论文部分内容阅读
研究了在门德尔遗传定理和哈代-维恩伯格平衡假设下,三元家庭基因型数据的单体分型和单体型频率估计问题.过去的研究仅仅关注个体间没有联系或者含有一般家系信息的基因型数据,而对这种特殊的三元家庭关注得不够考虑到HAPMAP数据库中有一部分数据就基于这种三元家庭,现在有越来越多的需求要求直接分析这种特殊的家系结构.提出一个两段式的三元家庭中单体型频率的估计方法:i)分型阶段,找出每一个三元家庭零重组单体构型;ii)频率估计阶段,在前一阶段得到的单体构型基础上,应用EM算法来估计单体型频率.在程序包TRIOHAP中用C语言实现了单体分型算法和EM算法,并且使用模拟和实际数据测试了TRIOHAP的有效性和效率.实验结果表明,TRIOHAP要比其他那些忽略了三元家庭信息的常见单体型频率估计软件运行快很多.进一步地,由于TRIOHAP利用了这些信息,其估计结果更加可靠.
The haplotypes and haplotype frequencies of ternary family genotypes were studied under the Mendelian genetic theorem and the Hardy-Weinberg equilibrium hypothesis.The past researches focused on the relationship between individuals without association or general families Information genotypic data, and insufficient attention to this particular ternary family Given that some of the data in the HAPMAP database is based on this ternary family, there is an increasing demand for a direct analysis of this particular pedigree Structure.

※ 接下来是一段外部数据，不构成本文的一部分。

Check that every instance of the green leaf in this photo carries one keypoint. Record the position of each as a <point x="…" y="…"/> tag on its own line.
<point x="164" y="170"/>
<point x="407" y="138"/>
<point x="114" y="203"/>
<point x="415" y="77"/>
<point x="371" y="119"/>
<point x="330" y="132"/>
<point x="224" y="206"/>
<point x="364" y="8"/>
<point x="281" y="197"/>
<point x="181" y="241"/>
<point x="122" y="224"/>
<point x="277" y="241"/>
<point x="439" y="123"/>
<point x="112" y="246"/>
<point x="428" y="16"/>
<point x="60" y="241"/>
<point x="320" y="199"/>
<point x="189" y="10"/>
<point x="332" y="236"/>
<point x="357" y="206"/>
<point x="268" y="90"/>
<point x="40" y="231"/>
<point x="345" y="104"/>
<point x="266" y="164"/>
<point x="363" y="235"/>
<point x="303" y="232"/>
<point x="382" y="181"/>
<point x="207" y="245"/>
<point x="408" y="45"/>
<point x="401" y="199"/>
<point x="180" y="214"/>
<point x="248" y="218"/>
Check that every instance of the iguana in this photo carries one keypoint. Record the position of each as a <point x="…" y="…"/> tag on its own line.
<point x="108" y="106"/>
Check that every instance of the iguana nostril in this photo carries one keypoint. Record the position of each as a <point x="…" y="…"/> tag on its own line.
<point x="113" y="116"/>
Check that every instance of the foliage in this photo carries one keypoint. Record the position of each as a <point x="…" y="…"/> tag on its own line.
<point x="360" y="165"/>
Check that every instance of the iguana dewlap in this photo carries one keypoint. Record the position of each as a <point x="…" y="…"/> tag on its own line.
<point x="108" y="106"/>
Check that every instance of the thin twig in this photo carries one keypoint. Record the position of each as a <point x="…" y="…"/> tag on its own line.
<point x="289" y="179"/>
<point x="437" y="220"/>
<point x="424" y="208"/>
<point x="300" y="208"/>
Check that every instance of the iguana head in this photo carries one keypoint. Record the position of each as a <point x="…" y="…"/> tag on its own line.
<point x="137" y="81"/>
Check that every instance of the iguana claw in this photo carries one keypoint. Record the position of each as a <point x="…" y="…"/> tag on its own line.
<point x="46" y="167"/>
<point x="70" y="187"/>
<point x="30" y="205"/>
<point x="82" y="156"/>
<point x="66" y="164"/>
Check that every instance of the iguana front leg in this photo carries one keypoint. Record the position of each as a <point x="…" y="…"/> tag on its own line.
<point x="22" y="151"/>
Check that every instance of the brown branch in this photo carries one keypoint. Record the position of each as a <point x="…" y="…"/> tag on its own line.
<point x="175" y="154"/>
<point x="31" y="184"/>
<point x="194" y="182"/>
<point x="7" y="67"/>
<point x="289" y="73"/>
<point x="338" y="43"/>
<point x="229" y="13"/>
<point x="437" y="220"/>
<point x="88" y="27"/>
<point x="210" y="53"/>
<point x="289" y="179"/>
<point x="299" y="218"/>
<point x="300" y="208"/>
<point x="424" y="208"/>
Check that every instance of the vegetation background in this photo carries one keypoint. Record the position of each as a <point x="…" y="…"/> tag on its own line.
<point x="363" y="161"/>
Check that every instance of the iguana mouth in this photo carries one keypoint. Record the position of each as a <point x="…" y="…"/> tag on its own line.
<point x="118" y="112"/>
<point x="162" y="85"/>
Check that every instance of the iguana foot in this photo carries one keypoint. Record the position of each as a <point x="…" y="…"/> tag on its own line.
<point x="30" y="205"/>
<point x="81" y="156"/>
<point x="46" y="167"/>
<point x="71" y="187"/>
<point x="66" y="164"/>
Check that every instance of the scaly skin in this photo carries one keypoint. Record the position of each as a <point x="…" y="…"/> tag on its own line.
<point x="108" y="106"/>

A method of estimating the haplotype frequency in a two-stage ternary household is proposed: i) the typing stage to find out the configuration of zero-regiment monomer in each ternary family; ii) the frequency estimation stage, Based on the obtained monomer configurations, the haplotype frequencies were estimated using the EM algorithm.The haplotyping algorithm and EM algorithm were implemented in package TRIOHAP with C language and the validity of TRIOHAP was tested using both simulated and real data And efficiency.The experimental results show that TRIOHAP runs much faster than other common haplotype frequency estimation softwares that ignore the ternary household information.Furthermore, as TRIOHAP exploits this information, its estimation Results are more reliable.